Even without rethinking the relationship between trust and trustworthiness, a sensible organization understands that both trust and trustworthiness are fundamentally communication variables. I think you’re right that it’s “ludicrous” to ask your stakeholders how much they trust you without simultaneously asking them what they think about your communication efforts … which are bound to be at the core of why they trust or mistrust you. Mistrusting you pretty much means seeing or sensing a discrepancy between what you say and what you do, or between what you say and the external, objective truth, or at least between what you say and what more trusted sources say. So exploring whether people trust you without exploring what they think about what you say is kind of silly.

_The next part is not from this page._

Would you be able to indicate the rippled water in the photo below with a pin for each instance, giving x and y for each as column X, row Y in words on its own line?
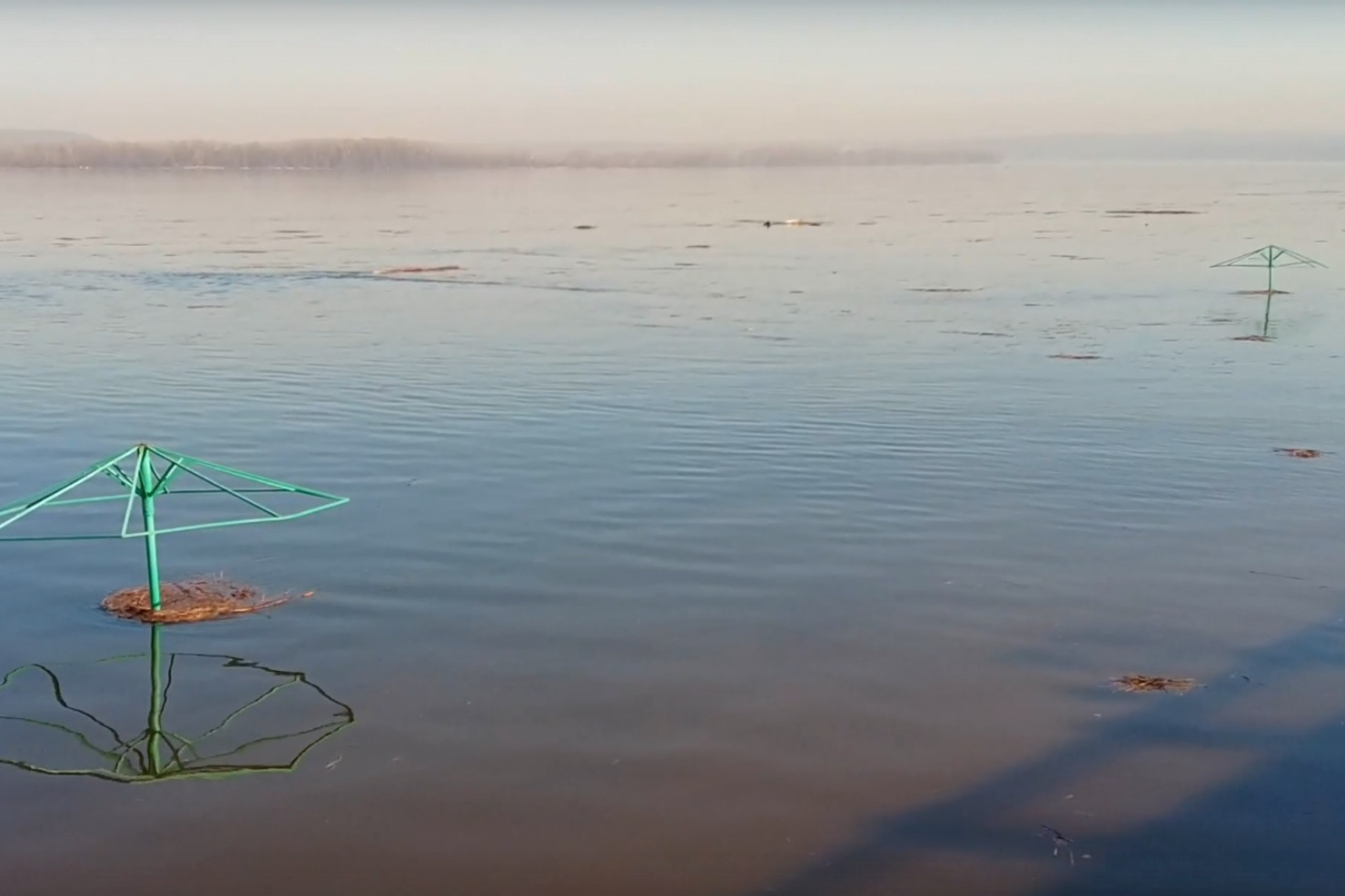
column 687, row 556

It’s also worth noting, in support of your argument, that trust in individuals is very different from trust in organizations. Typically but not invariably, stakeholders trust the spokespeople they know more than the organization those spokespeople speak for. So it’s silly to ask people whether they trust or mistrust your organization without asking them whom they trust or mistrust when speaking for your organization.

Another thought, along entirely different lines: Is it possible that your management is resisting yoking trust to communication because they want to be trusted because they did the right things, not just because they said the right things? We have all encountered this view, grounded in the aphorism that “actions speak louder than words.” Some non-communicators genuinely believe that communication is almost intrinsically untrustworthy, that wise stakeholders ignore mere words and focus exclusively on deeds.

However naïve, this is an honorable perspective, and if you think it’s part of the resistance you’re encountering, you need to rebut it respectfully: “Of course what we do is paramount; that’s where we earn or forfeit trust. But people experience what we do through the lens of what we say, and if they sense a discrepancy between the two, trust suffers. If we’re saying the right things but doing the wrong things, we will end up mistrusted. This is characteristic of ’bad guys’ who try to paper over bad acts with smooth words. But if we’re doing the right things but saying the wrong things, we will also end up mistrusted. This is characteristic of ’good guys’ who undermine trust in their genuinely good behavior by exaggerating their case and denying their opponents’ share of the truth. We can’t assess trust in our organization without assessing how people see both what we do and what we say.”

But even if you succeed in convincing your organization’s “trust team” to pay attention to communication, I think it will still go off-track unless it focuses more on being trustworthy and being accountable, rather than being trusted.